BookmarkSubscribeRSS Feed
🔒 This topic is solved and locked. Need further help from the community? Please sign in and ask a new question.
J_Grabowski
Calcite | Level 5

Hi Everyone,

Im fairly new to optmodel, so this may be newbie question, but i've already spent alot of time on this and would appreciate greatly if you could help me out.

 

The objective:

I have two pools of clients that i am trying to pair based on some discreet criteria and their spend in a number of common weeks.

The objective is to find pairs that fulfill the criteria and minimize the sum of weekly differences between the pairs.
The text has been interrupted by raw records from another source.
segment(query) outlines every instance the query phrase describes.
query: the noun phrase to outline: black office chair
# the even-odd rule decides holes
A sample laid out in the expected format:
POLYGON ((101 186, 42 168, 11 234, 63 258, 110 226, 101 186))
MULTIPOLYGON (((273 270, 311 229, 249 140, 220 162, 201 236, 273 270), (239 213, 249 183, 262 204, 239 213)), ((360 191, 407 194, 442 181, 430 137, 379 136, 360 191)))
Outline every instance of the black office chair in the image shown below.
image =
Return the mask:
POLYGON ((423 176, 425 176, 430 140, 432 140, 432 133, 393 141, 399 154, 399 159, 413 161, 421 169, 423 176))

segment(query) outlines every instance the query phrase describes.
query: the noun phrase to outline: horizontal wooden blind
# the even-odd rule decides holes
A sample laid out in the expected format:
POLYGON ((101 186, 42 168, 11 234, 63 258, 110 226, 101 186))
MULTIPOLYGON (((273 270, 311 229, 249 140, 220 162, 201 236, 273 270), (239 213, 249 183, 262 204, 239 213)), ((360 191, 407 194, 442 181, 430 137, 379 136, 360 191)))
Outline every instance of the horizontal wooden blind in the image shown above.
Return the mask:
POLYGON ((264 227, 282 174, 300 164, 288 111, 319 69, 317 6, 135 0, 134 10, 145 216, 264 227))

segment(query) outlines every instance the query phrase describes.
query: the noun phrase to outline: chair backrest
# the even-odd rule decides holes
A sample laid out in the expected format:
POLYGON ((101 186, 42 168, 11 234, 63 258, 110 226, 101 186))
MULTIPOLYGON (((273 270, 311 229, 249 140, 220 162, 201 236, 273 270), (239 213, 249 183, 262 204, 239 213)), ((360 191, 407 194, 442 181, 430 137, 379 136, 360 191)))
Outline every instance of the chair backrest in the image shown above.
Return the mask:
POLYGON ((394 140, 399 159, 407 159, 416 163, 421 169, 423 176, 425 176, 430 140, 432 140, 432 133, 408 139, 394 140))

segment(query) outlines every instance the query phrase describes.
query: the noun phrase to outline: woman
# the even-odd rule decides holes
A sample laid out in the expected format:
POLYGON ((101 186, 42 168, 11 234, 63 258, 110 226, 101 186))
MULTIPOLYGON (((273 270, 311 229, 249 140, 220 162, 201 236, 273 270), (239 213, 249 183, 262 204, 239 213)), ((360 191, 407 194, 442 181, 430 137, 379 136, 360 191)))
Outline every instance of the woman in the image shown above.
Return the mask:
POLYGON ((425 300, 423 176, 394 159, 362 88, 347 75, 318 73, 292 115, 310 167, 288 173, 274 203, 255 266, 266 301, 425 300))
One client from each pool can  be assigned to no more then one client from another pool.

 

The problem:

The code i wrote works fine as long as we have enough clients from the second pool to find a match for every client from the first pool. When that's not true, either due to the criteria, or simply not enough clients in pool 2 to find a match for every client in the pool1, the problems becomes infeasible.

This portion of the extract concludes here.